No capítulo 2, intitulado “A Urna do Zé”, o autor conta como o menino José Ribamar Ferreira de Araújo Costa virou José Sarney, seus dias de secretário do tribunal de Justiça do Maranhão e o início de sua carreira política, sempre beneficiado pela influência do pai, o então desembargador Sarney de Araújo Costa.

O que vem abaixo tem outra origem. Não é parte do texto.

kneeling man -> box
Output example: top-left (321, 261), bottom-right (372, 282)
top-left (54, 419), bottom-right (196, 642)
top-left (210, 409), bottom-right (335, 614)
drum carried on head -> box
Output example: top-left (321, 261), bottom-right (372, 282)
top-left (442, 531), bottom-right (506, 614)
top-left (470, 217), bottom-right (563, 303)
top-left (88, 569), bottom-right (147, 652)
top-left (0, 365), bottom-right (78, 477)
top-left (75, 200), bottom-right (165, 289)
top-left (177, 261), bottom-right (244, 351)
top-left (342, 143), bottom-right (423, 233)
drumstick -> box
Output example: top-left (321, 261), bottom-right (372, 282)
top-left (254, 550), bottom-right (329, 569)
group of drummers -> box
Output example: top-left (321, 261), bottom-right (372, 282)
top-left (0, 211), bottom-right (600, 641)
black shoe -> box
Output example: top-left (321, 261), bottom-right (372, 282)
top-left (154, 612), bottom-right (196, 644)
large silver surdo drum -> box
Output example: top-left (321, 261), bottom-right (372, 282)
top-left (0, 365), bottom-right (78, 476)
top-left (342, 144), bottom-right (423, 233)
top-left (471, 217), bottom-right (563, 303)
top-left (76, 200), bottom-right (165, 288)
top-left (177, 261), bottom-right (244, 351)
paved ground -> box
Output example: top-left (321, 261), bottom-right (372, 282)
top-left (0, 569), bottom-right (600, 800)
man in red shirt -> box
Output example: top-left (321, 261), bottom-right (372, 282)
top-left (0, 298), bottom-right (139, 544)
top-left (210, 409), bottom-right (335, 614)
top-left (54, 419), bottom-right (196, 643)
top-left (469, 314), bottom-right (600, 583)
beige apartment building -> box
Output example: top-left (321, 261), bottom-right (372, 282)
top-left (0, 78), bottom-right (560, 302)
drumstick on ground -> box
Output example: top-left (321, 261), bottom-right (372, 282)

A história da “urna do Zé meu filho”, carregada pelo desembargador para toda parte, e dos sorteios supostamente arranjados que o “rapaz de bigodinho” coordenava no Tribunal de Justiça são episódios remotos, mas reveladores do que viria a ser o senador que hoje é uma espécie de emblema da ausência de ética na política brasileira. Veja os textos.
A URNA DO ZÉ
Uma história alegra o anedotário político maranhense desde os idos de 1950. Pelas ruas de São Luís, lá vai o desembargador Sarney Costa. Carrega numa das mãos alguns livros, e uma caixa de madeira embaixo do outro braço. Tem forma de pirâmide, mas com o topo cortado e um tampo com uma fenda no centro. Ele só largava a caixa e os livros se passasse em frente de alguma igreja, para poder ajoelhar-se e fazer o sinal-da-cruz.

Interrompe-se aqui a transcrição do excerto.